CPJ launches annual publication Attacks on the Press
At a U.N. press conference on April 27 to launch CPJ's annual publication Attacks on the Press, CPJ Executive Director Joel Simon called on the U.N. Security Council to include in its May 27 debate on Journalist Safety a warning to states that they should not use national security as an excuse to jail, harass, or censor journalists.
The last three years have been the most deadly for the press, according to CPJ research. One of the reasons is the developing "terror dynamic"--non-state actors targeting journalists with violence while governments restrict civil liberties and press freedom in response. This phenomenon was amply documented in essays published in this year's edition of Attacks on the Press.

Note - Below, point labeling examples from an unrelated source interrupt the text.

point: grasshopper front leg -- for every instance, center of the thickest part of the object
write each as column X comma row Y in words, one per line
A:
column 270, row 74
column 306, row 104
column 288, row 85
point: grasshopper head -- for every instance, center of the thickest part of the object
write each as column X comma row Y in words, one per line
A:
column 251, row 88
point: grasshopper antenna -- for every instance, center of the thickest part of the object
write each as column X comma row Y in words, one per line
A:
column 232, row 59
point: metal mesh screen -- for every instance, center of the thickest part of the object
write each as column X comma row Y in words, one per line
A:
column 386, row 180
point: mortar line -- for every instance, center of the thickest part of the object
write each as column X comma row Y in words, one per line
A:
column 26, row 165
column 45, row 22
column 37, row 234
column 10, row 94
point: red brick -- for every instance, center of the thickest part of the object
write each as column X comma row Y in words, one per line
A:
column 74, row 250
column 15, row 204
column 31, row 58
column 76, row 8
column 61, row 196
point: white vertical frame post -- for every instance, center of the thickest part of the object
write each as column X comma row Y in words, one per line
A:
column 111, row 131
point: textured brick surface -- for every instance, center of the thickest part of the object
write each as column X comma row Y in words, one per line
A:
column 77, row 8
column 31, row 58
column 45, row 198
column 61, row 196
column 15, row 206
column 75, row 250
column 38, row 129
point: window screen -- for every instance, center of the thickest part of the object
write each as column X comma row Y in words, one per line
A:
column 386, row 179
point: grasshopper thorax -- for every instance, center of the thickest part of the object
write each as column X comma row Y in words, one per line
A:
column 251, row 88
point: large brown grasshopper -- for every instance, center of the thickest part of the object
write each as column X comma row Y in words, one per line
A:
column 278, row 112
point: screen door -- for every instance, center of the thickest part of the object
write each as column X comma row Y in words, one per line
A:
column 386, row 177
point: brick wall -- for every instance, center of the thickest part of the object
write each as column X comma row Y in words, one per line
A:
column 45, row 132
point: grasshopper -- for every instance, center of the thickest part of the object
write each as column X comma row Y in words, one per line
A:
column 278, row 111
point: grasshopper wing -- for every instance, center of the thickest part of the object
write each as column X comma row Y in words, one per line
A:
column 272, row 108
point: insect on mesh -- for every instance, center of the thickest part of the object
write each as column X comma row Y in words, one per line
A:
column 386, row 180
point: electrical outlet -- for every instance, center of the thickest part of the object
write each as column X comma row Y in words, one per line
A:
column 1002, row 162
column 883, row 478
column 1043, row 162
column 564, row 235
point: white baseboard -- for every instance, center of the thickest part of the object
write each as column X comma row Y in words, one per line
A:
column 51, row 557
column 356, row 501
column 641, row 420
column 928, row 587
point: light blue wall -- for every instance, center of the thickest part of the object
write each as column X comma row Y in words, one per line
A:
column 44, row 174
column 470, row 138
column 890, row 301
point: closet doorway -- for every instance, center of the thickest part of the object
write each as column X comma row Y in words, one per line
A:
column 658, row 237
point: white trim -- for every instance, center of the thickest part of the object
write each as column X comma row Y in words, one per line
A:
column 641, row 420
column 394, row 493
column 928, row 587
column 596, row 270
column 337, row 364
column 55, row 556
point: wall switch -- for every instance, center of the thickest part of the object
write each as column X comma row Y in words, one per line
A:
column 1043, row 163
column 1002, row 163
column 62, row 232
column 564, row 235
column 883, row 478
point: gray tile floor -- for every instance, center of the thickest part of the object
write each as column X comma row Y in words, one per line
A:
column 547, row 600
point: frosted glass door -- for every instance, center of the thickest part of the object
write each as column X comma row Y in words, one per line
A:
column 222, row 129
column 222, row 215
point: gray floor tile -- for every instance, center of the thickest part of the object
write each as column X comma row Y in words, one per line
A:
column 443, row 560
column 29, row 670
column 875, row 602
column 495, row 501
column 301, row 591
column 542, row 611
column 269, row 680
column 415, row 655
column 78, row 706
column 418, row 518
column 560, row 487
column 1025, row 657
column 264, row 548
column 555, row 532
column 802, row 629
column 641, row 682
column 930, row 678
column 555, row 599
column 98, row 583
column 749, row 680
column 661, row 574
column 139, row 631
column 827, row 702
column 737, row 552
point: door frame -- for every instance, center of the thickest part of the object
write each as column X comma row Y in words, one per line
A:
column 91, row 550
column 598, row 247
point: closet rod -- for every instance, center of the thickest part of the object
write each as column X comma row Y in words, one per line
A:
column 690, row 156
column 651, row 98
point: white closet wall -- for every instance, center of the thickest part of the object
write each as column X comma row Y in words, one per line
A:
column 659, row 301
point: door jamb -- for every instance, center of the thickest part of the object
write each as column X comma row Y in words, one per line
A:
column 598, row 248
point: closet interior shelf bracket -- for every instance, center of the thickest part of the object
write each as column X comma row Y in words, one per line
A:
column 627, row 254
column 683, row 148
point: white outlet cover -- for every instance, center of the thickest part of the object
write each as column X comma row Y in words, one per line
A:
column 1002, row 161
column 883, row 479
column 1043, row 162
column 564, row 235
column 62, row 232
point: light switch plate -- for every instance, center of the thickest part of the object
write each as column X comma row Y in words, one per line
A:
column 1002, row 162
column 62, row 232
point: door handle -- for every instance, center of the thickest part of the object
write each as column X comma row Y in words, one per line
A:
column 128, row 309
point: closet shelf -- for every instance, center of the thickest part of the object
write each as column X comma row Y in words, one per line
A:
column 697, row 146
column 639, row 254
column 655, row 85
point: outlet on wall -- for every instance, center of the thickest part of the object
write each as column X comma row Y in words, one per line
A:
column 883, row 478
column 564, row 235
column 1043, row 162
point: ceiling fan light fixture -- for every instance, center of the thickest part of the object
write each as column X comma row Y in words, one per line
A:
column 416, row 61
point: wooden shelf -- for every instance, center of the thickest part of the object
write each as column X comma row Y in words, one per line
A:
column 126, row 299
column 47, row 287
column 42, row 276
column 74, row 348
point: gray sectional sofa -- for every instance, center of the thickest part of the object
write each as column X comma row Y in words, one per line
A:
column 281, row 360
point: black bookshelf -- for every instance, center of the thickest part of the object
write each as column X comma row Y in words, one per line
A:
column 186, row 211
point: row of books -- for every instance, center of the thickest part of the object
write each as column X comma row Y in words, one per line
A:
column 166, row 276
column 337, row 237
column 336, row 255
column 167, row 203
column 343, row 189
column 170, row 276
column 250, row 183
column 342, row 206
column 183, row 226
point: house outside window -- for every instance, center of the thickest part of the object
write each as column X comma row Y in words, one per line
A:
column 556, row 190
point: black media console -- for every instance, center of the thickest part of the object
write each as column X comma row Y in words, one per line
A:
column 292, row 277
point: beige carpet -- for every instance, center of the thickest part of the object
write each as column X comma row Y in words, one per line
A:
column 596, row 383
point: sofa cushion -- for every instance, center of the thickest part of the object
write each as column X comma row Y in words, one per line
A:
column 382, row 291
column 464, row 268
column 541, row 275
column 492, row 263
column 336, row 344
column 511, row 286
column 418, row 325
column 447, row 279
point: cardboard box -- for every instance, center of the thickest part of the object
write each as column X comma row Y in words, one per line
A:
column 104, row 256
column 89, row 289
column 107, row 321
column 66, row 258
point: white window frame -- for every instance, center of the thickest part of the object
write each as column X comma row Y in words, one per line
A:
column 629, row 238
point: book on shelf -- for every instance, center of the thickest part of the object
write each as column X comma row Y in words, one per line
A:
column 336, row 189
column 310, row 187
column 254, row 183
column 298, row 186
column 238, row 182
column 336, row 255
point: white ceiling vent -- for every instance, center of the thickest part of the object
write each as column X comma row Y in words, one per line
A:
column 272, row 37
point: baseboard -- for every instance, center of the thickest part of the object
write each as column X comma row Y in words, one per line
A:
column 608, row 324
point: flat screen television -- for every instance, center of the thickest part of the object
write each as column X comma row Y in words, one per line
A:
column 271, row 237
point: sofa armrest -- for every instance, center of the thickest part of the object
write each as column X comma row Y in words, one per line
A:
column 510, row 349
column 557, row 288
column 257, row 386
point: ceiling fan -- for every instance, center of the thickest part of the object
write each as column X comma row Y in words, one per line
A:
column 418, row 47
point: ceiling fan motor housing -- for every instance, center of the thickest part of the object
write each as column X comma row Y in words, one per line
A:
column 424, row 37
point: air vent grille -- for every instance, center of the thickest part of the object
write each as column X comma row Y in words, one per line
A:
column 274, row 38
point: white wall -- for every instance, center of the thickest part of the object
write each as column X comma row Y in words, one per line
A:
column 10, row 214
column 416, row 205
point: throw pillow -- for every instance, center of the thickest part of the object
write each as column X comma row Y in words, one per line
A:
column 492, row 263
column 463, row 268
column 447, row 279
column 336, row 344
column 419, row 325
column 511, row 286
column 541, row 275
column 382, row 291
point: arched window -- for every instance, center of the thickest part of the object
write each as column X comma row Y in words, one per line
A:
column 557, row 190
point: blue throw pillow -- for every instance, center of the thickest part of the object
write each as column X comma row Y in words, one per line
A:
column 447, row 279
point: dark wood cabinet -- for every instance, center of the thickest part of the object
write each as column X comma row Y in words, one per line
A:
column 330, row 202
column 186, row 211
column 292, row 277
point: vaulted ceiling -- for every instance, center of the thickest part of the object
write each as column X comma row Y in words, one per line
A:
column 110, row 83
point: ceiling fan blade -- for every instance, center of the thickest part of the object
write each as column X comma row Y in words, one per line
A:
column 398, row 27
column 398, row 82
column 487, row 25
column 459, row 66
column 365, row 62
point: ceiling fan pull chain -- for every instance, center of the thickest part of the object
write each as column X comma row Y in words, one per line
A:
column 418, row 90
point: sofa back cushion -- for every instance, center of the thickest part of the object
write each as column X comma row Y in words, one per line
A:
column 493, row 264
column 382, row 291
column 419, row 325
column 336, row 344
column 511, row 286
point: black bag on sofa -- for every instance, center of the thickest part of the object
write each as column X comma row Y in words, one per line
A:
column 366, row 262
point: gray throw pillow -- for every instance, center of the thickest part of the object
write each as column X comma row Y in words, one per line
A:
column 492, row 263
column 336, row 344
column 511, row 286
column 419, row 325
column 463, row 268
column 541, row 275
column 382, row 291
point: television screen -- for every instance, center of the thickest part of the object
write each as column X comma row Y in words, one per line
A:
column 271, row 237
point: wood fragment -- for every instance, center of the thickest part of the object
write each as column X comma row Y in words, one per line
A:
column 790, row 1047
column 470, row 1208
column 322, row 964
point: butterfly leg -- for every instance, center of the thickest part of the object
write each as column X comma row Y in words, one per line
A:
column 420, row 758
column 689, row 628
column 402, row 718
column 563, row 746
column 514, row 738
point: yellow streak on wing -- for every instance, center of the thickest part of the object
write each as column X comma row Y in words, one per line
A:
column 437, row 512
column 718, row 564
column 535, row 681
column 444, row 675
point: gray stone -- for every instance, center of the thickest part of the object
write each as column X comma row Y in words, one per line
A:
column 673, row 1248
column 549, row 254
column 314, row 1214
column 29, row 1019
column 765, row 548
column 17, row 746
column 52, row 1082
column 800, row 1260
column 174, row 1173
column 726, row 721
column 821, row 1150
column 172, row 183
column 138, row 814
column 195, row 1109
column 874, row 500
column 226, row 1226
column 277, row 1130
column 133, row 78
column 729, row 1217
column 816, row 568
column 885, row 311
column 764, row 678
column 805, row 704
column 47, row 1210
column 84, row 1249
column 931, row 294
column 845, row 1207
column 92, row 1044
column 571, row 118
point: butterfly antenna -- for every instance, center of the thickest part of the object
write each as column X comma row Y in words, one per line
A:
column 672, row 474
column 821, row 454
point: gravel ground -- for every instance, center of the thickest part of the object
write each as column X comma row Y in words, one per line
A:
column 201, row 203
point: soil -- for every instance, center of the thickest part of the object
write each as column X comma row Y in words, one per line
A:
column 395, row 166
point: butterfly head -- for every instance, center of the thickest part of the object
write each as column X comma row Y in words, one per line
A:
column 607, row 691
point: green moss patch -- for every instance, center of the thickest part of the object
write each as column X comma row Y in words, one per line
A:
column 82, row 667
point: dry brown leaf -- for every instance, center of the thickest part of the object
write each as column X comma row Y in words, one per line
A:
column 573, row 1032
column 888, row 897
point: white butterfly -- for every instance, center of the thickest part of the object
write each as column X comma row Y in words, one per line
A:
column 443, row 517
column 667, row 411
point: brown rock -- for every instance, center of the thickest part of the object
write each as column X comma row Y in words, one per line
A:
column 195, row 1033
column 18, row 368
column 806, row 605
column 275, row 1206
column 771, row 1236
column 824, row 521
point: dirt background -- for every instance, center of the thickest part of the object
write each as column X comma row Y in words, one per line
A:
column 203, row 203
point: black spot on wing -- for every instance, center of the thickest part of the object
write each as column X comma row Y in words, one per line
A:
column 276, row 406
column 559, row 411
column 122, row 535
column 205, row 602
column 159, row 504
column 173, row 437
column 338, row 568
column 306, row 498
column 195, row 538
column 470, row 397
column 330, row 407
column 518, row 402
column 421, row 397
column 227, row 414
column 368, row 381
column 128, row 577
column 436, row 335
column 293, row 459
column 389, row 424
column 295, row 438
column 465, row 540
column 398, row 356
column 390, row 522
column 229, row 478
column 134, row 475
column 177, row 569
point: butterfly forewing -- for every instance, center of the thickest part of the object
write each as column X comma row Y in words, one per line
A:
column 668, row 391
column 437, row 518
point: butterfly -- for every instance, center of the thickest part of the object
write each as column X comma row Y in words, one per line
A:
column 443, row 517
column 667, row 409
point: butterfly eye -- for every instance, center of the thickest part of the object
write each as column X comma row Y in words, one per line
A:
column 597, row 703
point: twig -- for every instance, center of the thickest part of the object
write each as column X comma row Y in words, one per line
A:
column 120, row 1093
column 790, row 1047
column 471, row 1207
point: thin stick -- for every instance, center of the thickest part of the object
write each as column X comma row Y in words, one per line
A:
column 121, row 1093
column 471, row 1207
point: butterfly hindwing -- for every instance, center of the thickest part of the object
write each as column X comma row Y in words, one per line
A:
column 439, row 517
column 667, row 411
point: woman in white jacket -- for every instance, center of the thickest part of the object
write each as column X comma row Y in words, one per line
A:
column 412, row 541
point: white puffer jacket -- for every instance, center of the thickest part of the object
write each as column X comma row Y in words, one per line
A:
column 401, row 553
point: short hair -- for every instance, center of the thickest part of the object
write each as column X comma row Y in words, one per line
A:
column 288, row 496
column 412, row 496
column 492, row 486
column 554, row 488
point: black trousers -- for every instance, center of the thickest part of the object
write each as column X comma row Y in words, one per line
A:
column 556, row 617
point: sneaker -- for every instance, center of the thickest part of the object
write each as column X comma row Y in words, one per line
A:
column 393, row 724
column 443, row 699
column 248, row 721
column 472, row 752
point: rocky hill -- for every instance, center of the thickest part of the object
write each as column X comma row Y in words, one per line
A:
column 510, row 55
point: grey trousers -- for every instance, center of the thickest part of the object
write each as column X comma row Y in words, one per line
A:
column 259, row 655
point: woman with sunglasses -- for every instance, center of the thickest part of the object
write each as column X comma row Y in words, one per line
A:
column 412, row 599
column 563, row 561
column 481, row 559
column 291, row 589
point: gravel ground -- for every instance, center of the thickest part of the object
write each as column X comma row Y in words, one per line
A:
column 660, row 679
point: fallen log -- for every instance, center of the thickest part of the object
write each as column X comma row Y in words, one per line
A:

The book, which emphasizes reporting and analysis by CPJ staff and outside experts, features essays on multiple threats facing the press: the conflict in Syria, where freelancers and local journalists must adapt to an environment in which they are targets; terror and criminal groups, in countries as Syria, Nigeria, and Mexico, which document their own atrocities and disseminate them through social media; and crackdowns on the press in Ethiopia and Egypt, where governments use the threat of terror to justify repression. Several essays in the book also look at the impact of surveillance in more democratic societies, including those in Europe. The book also includes CPJ's list of the 10 Most Censored Countries.
The print edition of Attacks on the Press is published by Bloomberg Press, an imprint of Wiley, and is available for purchase.